Als erstes mal die Standardfrage: Wie, wann und warum hast du angefangen zu produzieren?

Das kam durch Holy Moses und die eigenen Banderfahrungen, die ich dadurch gemacht habe. Wenn du einen Plattenvertrag hast, kommst du ja zwangsläufig ab und an mal ins Studio. Ich merkte, dass mich dieses Gebiet interessiert. Es kamen die ersten Vier- bzw- Acht-Spur-Rekorder, um Songs zu schreiben und so bin ich quasi da rein gerutscht. Dann hatten wir zeitweise noch eine kleine Plattenfirma, für die wir dieses Studio hier eingerichtet haben. So kam ich zum Produzieren. Zuerst labeleigene Bands von West Virginia Records und später, als das Label dann nicht mehr existent war, habe ich das Studio einfach übernommen und weiter gemacht.

Du kennst beide Seiten, die Seite des Musikmachenden und Komponisten und die Seite des diese Produkte Verwertenden und Ausschmückenden, des Produzenten. Welche ist dir, auch wenn du jetzt hauptberuflich der Produzent bist, lieber?

Die gehören eigentlich beide untrennbar zusammen. Wenn ich unten sitze, habe ich auch immer ein Auge darauf, ob ich irgendwelche Ideen mit einbringen oder ob man an den Arrangements was ändern kann. Produzieren ist kein reiner Tontechnikerjob, bei dem man macht, was die Musiker von einem wollen, sondern man bringt schon seine eigenen Vorstellungen mit ein. Wenn ich es könnte, würde ich natürlich Tag und Nacht da unten sitzen und eigenes Zeug zusammen brutzeln, aber man muss ja auch von etwas leben.

Du bist hauptsächlich durch deine Metalproduktionen bekannt geworden. Machst du auch stilfremde Sachen nebenher?
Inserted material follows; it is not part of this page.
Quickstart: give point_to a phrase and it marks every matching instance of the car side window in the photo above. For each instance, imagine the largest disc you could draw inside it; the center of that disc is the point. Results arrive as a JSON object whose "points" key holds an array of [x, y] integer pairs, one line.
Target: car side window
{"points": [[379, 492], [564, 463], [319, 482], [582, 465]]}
Selten. Ich persönlich habe einen ziemlichen Hang zu härterem Techno. Das würde mich auf jeden Fall reizen. Ab und zu verirren sich natürlich auch mal lokale Bands hierher mit der Bitte, dass man ihnen doch mal etwas aufnehmen sollte. Das sind dann meistens Rockbands, progressive Sachen oder der örtliche Bläserverein. Ansonsten fühle ich mich aber im Metal schon ziemlich wohl. Das ist mein Spezialgebiet, womit ich etwas anfangen kann. Und so, wie ich es mache, mögen es die Leute.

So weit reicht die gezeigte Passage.